Nell'ottobre del 1988, dopo sei anni dalla sentenza
di condanna, gli aguzzini sono ritornati a lavorare presso la Casa di riposo di
Mestre.
Cerato Adriano, come operatore d'appoggio in cucina;
Gomirato Luigino, come operaio in officina; Mulachié Vittorio, come
giardiniere; Checchin Arnaldo, come addetto alle pulizie; Zanetti Cesarino,
come muratore.
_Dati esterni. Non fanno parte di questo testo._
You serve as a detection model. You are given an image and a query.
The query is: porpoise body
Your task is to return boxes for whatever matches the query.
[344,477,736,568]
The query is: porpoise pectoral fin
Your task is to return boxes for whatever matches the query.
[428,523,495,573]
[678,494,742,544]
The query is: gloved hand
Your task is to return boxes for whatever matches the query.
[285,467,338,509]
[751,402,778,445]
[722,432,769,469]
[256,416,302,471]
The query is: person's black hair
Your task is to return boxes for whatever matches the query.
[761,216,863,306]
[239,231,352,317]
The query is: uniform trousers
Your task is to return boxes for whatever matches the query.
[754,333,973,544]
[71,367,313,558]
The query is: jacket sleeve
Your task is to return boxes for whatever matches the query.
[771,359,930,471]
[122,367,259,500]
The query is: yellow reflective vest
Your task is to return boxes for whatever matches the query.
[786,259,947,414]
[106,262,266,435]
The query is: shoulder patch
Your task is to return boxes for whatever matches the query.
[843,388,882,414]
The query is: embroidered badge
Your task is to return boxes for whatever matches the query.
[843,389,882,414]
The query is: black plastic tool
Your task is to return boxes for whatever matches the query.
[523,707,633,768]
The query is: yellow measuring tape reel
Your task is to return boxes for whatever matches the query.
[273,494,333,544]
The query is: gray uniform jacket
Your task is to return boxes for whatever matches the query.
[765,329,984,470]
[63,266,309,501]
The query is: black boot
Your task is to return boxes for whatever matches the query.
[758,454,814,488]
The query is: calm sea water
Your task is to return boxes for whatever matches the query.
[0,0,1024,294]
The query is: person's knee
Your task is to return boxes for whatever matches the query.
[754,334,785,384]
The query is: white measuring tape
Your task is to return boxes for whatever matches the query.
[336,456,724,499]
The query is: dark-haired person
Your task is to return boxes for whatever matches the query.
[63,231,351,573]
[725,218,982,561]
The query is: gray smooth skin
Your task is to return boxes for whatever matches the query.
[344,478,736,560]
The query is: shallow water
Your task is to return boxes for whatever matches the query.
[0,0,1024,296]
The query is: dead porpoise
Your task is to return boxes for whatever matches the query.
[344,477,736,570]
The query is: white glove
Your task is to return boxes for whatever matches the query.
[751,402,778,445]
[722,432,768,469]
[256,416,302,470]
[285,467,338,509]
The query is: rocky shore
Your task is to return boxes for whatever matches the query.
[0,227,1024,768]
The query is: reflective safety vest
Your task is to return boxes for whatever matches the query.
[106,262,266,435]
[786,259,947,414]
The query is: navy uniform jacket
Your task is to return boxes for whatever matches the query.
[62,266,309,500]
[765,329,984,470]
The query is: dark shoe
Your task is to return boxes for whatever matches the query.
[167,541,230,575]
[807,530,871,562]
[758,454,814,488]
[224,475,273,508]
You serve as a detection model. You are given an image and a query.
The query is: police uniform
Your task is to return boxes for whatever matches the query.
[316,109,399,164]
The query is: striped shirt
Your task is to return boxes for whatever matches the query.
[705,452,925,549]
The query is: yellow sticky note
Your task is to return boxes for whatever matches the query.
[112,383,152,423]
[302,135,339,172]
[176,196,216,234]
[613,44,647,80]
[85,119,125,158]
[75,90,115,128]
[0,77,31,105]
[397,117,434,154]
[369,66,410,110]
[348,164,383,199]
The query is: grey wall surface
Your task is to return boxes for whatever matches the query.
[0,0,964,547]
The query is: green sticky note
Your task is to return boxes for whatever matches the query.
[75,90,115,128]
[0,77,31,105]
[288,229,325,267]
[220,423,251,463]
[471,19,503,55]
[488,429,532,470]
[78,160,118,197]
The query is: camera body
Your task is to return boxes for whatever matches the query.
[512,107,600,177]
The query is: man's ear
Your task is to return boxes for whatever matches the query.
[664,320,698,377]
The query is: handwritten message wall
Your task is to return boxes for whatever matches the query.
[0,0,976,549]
Sono stati invece trasferiti in uffici comunali: Maso Giancarlo
e Cabbia Bruno (4).
Visti
i precedenti giudiziari questo fatto è clamoroso.
I 7 infermieri dovevano essere licenziati in base
alla pronuncia della Commissione disciplinare, ma la delibera dei
licenziamenti è stata emessa in ritardo, dopo il termine perentorio, previsto
dal regolamento organico dei dipendenti dell'Ente, di 90 giorni dall'ultimo
atto della Commissione disciplinare, ed è stata successivamente annullata dal
Comitato regionale di Controllo del Veneto per vizio di legittimità.
Il Tribunale amministrativo regionale ha respinto il
ricorso presentato dall'attuale amministrazione della Casa di riposo,
confermando la decisione del CORECO.
Fin qui i fatti, che mettono in luce una situazione
a dir poco sconcertante, dalla quale emergono inquietanti interrogativi:
- perché il Consiglio di amministrazione dell'istituto,
composto da 5 membri nominati dal Consiglio comunale di Venezia su designazione
dei gruppi consigliari (Andrioli Loris, PCI; Gramola Giovanni, PCI; Ceccarelli
Silvano, PSI; Tonon Claudio, PSI; Biason Giorgio, DC) non ha disposto la sanzione
disciplinare entro il termine previsto dalla legge?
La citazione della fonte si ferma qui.